The professional athlete
I was meeting with a 31-year-old professional athlete. He had just signed a very big, guaranteed contract. He made the comment that he had always heard that life insurance was a bad investment and that he should steer clear of it. I approached this as a tax diversification strategy.
I used a whole life product from a well-known company. This investment vehicle has the following:
- Guaranteed cash accumulation
- Tax-deferred growth and tax-favored distributions
- Not directly affected by market conditions
- Strong dividend history
- Attractive internal rate of return
- Income distributions not treated as net investment income and excluded from Medicare surtax
- Access to the cash prior to age 59 with no 10% penalty
- Guaranteed income tax-free plan completion death benefit
I focused on what he needed. He was concerned about income after his playing days were over. I showed him that when he turned 50, he could take $556,400 per year tax-free from this for the next 20 years.
In addition, this strategy, because it’s less aggressive than other investments, provides some protection when the economy is slow.
This next client taught me a valuable way to talk to the ultra-wealthy about life insurance, and that’s to think in terms of percentages and not dollars.
How the ultra-wealthy think
I was completing the largest insurance policy that I had ever written at the time. It was a $90 million second-to-die policy with an annual premium of $2.2 million. We were using a privately financed strategy to get around paying gift tax. The client had a net worth of $150 million. I was referred to this client from his broker.

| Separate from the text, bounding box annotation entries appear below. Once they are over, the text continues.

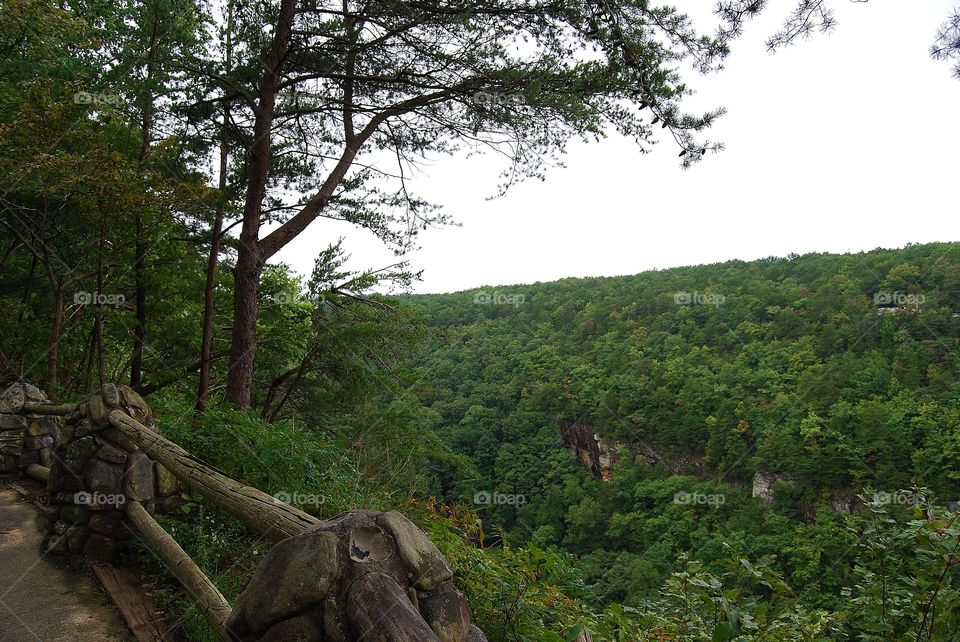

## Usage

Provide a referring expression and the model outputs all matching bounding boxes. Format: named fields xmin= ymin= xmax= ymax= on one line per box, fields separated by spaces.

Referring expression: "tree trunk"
xmin=126 ymin=501 xmax=233 ymax=642
xmin=226 ymin=0 xmax=296 ymax=408
xmin=130 ymin=209 xmax=147 ymax=388
xmin=47 ymin=286 xmax=63 ymax=391
xmin=196 ymin=2 xmax=233 ymax=412
xmin=130 ymin=8 xmax=160 ymax=388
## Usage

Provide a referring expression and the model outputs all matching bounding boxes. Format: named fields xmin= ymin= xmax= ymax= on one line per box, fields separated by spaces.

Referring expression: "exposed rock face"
xmin=227 ymin=510 xmax=485 ymax=642
xmin=560 ymin=423 xmax=603 ymax=479
xmin=751 ymin=470 xmax=793 ymax=507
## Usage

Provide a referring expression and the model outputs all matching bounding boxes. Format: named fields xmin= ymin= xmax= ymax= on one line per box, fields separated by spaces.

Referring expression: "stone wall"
xmin=46 ymin=384 xmax=181 ymax=560
xmin=227 ymin=510 xmax=486 ymax=642
xmin=0 ymin=383 xmax=60 ymax=479
xmin=0 ymin=384 xmax=486 ymax=642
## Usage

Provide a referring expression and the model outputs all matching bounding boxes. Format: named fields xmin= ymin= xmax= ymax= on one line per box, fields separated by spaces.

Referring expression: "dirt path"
xmin=0 ymin=487 xmax=133 ymax=642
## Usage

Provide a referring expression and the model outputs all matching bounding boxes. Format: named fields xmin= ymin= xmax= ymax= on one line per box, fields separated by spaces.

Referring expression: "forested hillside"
xmin=408 ymin=244 xmax=960 ymax=608
xmin=0 ymin=0 xmax=960 ymax=642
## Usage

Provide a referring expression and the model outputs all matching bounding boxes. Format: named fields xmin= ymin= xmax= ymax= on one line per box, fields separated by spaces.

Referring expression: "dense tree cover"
xmin=0 ymin=0 xmax=960 ymax=641
xmin=407 ymin=244 xmax=960 ymax=620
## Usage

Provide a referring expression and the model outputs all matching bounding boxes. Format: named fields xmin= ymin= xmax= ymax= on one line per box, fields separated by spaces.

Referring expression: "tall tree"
xmin=216 ymin=0 xmax=780 ymax=406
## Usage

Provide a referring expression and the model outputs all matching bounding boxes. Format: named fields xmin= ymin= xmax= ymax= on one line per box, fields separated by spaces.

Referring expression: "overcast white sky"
xmin=268 ymin=0 xmax=960 ymax=292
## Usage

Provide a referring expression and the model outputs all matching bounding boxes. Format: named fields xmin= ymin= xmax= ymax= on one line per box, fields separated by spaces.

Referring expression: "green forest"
xmin=0 ymin=0 xmax=960 ymax=642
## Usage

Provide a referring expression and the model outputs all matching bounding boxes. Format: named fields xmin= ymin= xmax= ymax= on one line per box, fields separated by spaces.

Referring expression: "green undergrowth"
xmin=134 ymin=399 xmax=960 ymax=642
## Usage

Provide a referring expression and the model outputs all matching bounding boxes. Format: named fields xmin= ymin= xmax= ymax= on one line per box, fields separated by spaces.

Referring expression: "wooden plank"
xmin=23 ymin=401 xmax=80 ymax=415
xmin=108 ymin=410 xmax=320 ymax=542
xmin=127 ymin=501 xmax=232 ymax=642
xmin=92 ymin=564 xmax=173 ymax=642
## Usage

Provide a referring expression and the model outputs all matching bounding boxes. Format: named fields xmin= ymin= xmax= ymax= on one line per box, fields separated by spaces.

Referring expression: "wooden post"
xmin=108 ymin=410 xmax=320 ymax=542
xmin=24 ymin=464 xmax=50 ymax=483
xmin=126 ymin=501 xmax=233 ymax=642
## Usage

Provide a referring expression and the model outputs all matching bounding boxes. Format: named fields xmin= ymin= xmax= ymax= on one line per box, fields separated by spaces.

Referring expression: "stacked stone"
xmin=46 ymin=384 xmax=181 ymax=560
xmin=0 ymin=383 xmax=60 ymax=478
xmin=227 ymin=510 xmax=486 ymax=642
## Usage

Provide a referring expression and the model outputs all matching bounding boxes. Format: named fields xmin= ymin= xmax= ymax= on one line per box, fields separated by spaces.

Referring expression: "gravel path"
xmin=0 ymin=487 xmax=133 ymax=642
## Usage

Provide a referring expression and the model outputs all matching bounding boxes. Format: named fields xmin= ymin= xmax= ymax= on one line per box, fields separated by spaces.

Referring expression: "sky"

We were all done with the underwriting, and I was presenting the final paperwork to the client and his attorney. Up until now, the attorney was on board with this strategy. Out of the blue, the attorney said, “You know, Sam, you don’t have to do this. You have enough investable assets to pay the potential estate tax.”
Of course, I could have kicked the attorney under the table, but I sat still, probably because I was shocked. What the client said changed my attitude about how I would handle future high-net-worth clients.
He turned to his broker and asked, “What did you return on my portfolio last year?” The broker replied, “Roughly $10 million.” The client said, “So what you are asking me to do is to invest 22% of my growth on my portfolio to increase my net worth by 60% guaranteed. That sounds like a no-brainer to me!”
The best part about this was that the attorney just sat there. He basically was embarrassed that he even said what he said. I could have cheered out loud, but all I did was take note of what was just said. You see, wealthy people think in terms of percentages. From then on, I never quoted premiums and death benefits in terms of dollars. I always use percentages.
This was excerpted from Dale Martin’s 2017 MDRT Annual Meeting presentation “It’s not what you say; it’s how you say it.” Martin, of Port St. Lucie, Florida, has been an MDRT member since 2001 and is the Past Chair of Top of the Table.